Patient frets over halt in MD testing




By Charley Gillespie
The Associated Press

        COLUMBUS — Last year, Donovan Decker became the first recipient of a gene therapy injection to test the safety of a possible treatment for muscular dystrophy. Now he's worried his cure won't come soon enough.

        The experiment ended abruptly after the death of a teen-ager who received another gene therapy treatment.

        Mr. Decker, of Huron, S.D., suffers from limb-girdle muscular dystrophy, a disease that mostly damages muscles that stabilize the hips and shoulders. The 36-year-old air traffic controller cannot walk long distances, and he's getting worse.

        Researchers at Ohio State University Medical Center in conjunction with the University of Pennsylvania injected the therapeutic gene into a muscle on the top of Mr. Decker's foot on Sept. 3, 1999. The injection contained a cold virus modified to carry genes for a muscle protein Mr. Decker was missing because of a genetic flaw.

        The injection was sufficient only to test the procedure, not actually improve Mr. Decker's condition. Doctors also warned him of a risk that the procedure could worsen his condition and put him in a wheelchair earlier than expected, Mr. Decker said, but he recalls feeling happy and hopeful at taking some action.

        “If nothing is done, I am pretty much going to be in a wheelchair in three years anyway,” Mr. Decker said.

        Adding to Mr. Decker's urgency, four of his seven siblings have the disease. His only sister without it has two daughters with MD.

        “A couple of my sisters are in wheelchairs all the time,” he said.

        Mr. Decker's mother, Ruth Weber, found out 21 years ago that five of her children have MD.

        “It was very traumatic. You have your hopes and dreams for your kids, and I thought they wouldn't be able to do anything,” Ms. Weber said. “Which was wrong because they all have excelled in their lives.”

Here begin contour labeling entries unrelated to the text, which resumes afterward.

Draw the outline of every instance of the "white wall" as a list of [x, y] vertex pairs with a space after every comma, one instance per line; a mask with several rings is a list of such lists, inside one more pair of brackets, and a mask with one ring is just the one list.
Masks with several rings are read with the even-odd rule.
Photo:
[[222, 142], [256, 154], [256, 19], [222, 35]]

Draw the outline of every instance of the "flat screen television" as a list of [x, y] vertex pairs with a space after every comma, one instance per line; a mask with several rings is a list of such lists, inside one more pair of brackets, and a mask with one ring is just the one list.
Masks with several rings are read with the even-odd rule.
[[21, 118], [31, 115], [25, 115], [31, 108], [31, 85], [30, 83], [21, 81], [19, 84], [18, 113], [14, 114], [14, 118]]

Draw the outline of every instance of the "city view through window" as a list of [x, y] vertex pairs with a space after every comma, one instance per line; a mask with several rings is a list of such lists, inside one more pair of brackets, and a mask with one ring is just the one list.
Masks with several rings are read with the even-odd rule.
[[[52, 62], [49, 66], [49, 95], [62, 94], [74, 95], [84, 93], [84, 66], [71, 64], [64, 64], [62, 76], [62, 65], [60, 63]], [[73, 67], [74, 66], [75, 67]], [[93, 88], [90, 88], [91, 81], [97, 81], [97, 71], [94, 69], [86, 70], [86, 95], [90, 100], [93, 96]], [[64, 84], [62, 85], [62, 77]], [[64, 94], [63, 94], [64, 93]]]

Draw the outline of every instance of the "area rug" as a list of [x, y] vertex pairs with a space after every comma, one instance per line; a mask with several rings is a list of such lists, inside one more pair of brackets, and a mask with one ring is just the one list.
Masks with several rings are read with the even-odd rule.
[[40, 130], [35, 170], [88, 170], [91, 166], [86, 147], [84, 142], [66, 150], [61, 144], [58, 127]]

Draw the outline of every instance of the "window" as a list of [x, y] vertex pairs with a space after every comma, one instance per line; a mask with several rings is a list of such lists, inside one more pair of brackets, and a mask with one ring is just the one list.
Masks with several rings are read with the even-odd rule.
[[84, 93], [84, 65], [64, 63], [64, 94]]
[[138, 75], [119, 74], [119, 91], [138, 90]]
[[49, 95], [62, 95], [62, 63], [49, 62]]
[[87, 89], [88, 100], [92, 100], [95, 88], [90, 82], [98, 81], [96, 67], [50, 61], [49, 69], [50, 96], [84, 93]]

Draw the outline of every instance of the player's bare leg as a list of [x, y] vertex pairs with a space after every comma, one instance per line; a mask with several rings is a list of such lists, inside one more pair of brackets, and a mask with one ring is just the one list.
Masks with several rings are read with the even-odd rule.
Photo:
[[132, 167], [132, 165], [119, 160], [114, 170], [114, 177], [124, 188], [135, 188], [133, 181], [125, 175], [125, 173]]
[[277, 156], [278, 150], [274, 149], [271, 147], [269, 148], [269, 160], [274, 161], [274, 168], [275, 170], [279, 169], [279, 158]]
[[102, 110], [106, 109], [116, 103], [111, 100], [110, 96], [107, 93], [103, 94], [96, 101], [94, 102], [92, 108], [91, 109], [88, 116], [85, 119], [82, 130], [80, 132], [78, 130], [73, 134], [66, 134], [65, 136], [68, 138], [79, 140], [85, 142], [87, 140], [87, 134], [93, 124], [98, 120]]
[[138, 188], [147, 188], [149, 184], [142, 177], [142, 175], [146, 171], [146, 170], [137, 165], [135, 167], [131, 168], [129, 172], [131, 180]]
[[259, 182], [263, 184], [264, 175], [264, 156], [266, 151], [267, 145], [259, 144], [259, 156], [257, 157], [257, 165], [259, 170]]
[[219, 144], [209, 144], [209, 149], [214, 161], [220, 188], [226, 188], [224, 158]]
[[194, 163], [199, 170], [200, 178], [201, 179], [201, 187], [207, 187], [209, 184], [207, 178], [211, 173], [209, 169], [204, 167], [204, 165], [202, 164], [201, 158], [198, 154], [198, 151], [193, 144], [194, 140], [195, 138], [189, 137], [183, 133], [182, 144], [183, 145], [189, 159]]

        Ms. Weber is thankful just two of her 20 grandchildren have the disease, but is worried because her youngest grandchild, at 19, is having problems more quickly than expected.

        “It's hard to watch them when I have been able to walk all of my life. I know what they miss,” she said. “It's a day-by-day, minute-by-minute struggle for them.”

        She is frustrated over the halted experiment.

        “I hope we can get started again on the trials,” she said. “When things are moving your hopes stay higher ... your spirits stay higher.”

        Mr. Decker was the first of an expected six participants in the Muscular Dystrophy Association-funded experiment.

        The testing was stopped after Jesse Gelsinger, 18, of Tucson, Ariz., died Sept. 17, 1999, four days after a gene was injected into his liver to combat an inherited disease.

        Mr. Gelsinger's family filed a wrongful death lawsuit against his doctors and the University of Pennsylvania last month.